One clear benefit of Contract Testing is the collaborative nature and behaviors that are instilled. It is at the very least, a great excuse for teams to be communicating in this way about the contracts that exist between their services.

Communication Patterns

  • Idempotent Consumer
Idempotent Consumer

When an event arrives, the consumer needs to uniquely identify it using an event key assigned to the event. The idempotent repository is checked to see whether it contains the key, and if it does not, the logic wrapped by it is executed, otherwise it is skipped.

  • Service Registry & Discovery
Service Registry & Discovery

Service Discovery is an infrastructure which keep tracks of all the services instances and route the request to it.

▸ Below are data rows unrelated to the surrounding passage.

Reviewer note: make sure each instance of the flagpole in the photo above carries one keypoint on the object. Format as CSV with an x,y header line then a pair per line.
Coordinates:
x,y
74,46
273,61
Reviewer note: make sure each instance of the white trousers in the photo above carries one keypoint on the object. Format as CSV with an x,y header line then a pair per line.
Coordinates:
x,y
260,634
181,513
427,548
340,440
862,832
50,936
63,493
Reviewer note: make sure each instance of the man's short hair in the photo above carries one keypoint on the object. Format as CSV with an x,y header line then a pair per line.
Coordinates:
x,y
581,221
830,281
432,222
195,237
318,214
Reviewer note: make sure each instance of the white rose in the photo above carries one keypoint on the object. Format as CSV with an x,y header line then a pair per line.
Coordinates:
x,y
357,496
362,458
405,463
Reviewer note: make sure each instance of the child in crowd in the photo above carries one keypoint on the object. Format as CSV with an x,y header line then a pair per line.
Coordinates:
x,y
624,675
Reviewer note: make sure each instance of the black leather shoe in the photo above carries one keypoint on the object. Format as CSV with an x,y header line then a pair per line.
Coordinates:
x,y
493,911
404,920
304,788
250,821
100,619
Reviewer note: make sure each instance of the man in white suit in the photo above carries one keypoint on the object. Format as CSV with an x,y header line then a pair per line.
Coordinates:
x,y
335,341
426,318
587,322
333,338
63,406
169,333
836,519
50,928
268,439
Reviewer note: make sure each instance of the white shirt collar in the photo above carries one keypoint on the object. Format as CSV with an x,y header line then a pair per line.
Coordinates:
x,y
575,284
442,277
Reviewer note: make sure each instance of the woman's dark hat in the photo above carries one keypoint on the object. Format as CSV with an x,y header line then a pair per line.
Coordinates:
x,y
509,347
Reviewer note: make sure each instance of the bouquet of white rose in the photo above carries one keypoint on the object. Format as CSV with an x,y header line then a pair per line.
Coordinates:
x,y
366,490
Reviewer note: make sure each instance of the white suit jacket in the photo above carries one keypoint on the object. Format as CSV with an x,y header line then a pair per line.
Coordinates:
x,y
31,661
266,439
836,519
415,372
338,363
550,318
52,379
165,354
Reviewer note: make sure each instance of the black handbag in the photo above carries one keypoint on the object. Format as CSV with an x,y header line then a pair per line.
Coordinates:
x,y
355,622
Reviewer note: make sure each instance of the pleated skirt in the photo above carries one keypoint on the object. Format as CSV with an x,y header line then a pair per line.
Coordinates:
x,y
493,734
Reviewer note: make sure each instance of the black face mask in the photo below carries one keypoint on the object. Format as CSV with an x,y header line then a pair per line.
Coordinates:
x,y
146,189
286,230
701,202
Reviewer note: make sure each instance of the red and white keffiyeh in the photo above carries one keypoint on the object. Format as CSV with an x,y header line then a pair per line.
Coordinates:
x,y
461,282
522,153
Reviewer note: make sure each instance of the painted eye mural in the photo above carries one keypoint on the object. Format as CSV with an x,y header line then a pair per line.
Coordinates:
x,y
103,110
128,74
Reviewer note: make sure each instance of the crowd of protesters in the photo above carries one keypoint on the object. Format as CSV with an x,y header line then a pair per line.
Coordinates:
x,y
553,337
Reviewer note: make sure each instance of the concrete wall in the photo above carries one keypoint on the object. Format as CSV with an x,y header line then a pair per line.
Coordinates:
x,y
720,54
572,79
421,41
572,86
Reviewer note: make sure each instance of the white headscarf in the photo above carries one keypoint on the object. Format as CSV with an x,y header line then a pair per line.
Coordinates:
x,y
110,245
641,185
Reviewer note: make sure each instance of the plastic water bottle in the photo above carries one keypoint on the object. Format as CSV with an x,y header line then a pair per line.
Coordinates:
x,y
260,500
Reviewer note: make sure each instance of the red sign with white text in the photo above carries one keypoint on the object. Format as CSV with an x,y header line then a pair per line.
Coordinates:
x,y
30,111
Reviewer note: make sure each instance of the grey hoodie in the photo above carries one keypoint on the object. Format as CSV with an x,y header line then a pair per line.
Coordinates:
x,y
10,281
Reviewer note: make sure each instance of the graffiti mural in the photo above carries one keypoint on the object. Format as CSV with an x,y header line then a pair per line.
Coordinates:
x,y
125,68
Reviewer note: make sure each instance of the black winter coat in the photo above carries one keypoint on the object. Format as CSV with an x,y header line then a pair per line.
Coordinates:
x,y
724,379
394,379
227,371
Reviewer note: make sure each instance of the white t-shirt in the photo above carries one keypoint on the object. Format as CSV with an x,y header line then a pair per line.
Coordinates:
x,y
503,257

The service registry is a key part of service discovery. It is a database containing the network locations of service instances

Observability

  • Log Aggregation
Log Aggregation in Microservices

Use a centralized logging service that aggregates logs from each service instance. The users can search and analyze the logs. They can configure alerts that are triggered when certain messages appear in the logs.

  • Distributed Tracing
Distributed Tracing in Microservices

Distributed tracing is a method of tracking application requests as they flow from frontend devices to backend services and databases. Developers can use distributed tracing to troubleshoot requests that exhibit high latency or errors.